Laaksonen points out that there will also be new uses for electricity, including the production of hydrogen from water via electrolysis, recycling carbon dioxide by capturing it from the air, while nitrogen for fertilisers will also be made by taking it from the air. He predicts that, eventually, electricity demand could increase as much as 3-4 times in European countries, and the price will fall (thanks to the boom in renewable power). Switching to electricity is key to achieving the de-carbonisation of economies, but there are other, less obvious, knock-on benefits including improved energy security (independence from fossil fuel exporters) and better urban air quality.
One of the game-changing new technologies, Power-to-X is an umbrella term that covers different processes that turn electricity into heat, hydrogen or renewable synthetic fuels. It offers a significant opportunity to speed up the shift to renewables by ramping up synthetic fuel production, and rapidly reducing fossil fuel emissions in sectors ranging from the steel industry and food production to the chemical industry and fertilisers. The technology can also play a key role in solving long-term energy storage challenges, regulating the ups and downs in supply from renewable sources. “Power-to-X is needed because re-investing in whole infrastructures and technologies (aviation, shipping, heavy-duty, and even electric cars) is not possible in the coming two decades during which we need to accomplish the transition,” says Laaksonen.
A quiet revolution in the field of renewables is the increasing affordability and popularity of so-called distributed generation. This means local power generation either in the retail or commercial sector: from solar panels on private homes to factories using combined heat and power systems. There are numerous advantages to the scaling up of distributed generation, from reducing reliance on centralised power sources to increasing grid reliability and making small-scale renewable power sources viable. When combined with smart grids, which are regulated by computers to fine-tune transmission, distributed generation is even more effective. There has been a rapid growth in distributed generation in recent years, and this is expected to continue: according to one estimate, the distributed generation market will be worth EUR 147.5 billion by 2026.
The potential of energy storage to accelerate the shift to renewables has been widely discussed in scientific circles and looks set to be key in the years to come. “Energy storage will be needed in the system due to variable wind and solar production,” explains Laaksonen. “There are multiple energy storage technologies and the skill is to combine them in a system.”
Examples include smart energy management technology like Wärtsilä’s GEMS which optimises multiple technologies under a single portfolio.

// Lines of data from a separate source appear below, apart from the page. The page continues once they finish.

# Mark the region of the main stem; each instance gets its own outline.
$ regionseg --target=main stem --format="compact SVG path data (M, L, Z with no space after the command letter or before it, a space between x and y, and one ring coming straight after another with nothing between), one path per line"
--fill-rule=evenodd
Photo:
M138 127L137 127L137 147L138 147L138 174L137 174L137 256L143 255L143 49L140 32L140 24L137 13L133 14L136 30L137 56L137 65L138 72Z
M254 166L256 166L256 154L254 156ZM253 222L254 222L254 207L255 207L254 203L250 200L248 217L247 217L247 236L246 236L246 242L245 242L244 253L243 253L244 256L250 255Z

"Some of the solutions that are likely to expand in the coming years include hydro-reservoirs, batteries, Power-to-X fuels, and seasonal thermal energy storage. These same technologies will also be useful for countries with large nuclear power industries. Above all, energy storage allows an efficient flow of power to be maintained despite the intermittent nature of wind or solar sources. “Storage technologies will evolve within the energy system along with the increased use of renewable energies,” says Laaksonen.